Because these changes were random, the researchers had no way of knowing beforehand whether they would cause sleep defects. Instead, they used an electroencephalogram, or EEG, to measure the brainwaves of the mice. According to Takahashi, this was a labor-intensive process.

“The reason no one has done this before is because you have to hook up electrodes to every single mouse,” Takahashi said. “It requires surgery, and we screened about 8,000 mice. The procedure takes about an hour. Maybe an expert could do six to eight mice a day — that’s pretty slow.”

Once they attached the electrodes to the mice, the researchers measured a continuous baseline for two days. Then, they placed the mice into cylindrical cages that rotated randomly, depriving the mice of sleep for a day. Finally, they measured their recoveries from the sleep deprivation.    

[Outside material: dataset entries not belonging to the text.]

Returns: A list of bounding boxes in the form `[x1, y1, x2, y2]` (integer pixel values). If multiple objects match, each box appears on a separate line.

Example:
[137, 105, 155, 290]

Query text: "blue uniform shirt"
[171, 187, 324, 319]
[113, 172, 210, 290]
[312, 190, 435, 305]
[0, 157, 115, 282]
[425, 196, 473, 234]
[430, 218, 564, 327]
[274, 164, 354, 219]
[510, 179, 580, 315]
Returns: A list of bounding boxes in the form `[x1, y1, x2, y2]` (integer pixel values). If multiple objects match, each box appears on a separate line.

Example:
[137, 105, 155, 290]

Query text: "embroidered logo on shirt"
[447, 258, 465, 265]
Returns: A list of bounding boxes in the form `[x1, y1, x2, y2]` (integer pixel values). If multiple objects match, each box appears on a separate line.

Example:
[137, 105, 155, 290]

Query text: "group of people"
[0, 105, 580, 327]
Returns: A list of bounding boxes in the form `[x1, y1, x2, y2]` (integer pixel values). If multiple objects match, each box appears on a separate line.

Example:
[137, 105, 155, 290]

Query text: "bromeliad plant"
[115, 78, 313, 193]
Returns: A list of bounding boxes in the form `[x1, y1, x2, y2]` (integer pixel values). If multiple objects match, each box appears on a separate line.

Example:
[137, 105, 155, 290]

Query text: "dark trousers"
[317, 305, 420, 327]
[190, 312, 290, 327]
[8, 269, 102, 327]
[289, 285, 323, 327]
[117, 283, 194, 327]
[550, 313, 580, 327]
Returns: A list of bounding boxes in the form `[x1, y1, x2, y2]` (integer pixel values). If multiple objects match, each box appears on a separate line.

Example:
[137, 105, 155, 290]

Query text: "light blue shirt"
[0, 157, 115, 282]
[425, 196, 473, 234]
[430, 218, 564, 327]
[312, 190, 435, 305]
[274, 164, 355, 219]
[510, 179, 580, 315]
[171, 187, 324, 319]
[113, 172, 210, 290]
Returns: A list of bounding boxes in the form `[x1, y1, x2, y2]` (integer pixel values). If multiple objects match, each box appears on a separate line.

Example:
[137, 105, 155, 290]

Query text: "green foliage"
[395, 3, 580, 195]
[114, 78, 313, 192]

At this point, Takahashi said they had to breed the mice to make sure the offspring could have the defect as well, proving the defect was due to genetics. The offspring were then put through a process called linkage analysis which showed the specific genes that caused the defect.

The gene modified by the Sleepy mutation encodes a type of protein called a kinase that modifies other proteins by adding phosphate to them. According to Takahashi, Sleepy mice have a kinase protein that does not carry out this function, but he is not sure how this relates to increased sleep.

“We don’t really understand why they need more sleep, but this gives us the first clue,” Takahashi said. “This protein could be a target for drug development, if human patients have defects that cause too much sleep or not being able to sleep.” 

Linkage analysis on Dreamless mice revealed that their mutation affects sodium channels in the brain, causing neurons to fire more than usual and reducing REM sleep. Takahashi said this might also be a potential target for drugs in the future. 

Takahashi said that moving forward, he would like to determine whether the Dreamless mice have other abnormal tendencies due to loss of REM sleep and discover how the kinase protein that was modified in Sleepy mice affects sleep. He also said the researchers are working on producing different types of sleep defects in the mice, which would reveal different genes associated with sleep.

“We need to get a much better picture of the genetic underpinnings of sleep,” Takahashi said. “Typically when you find many genes, you begin to see connections. That’s a very important goal for us, to understand how different genes work together to control sleep.”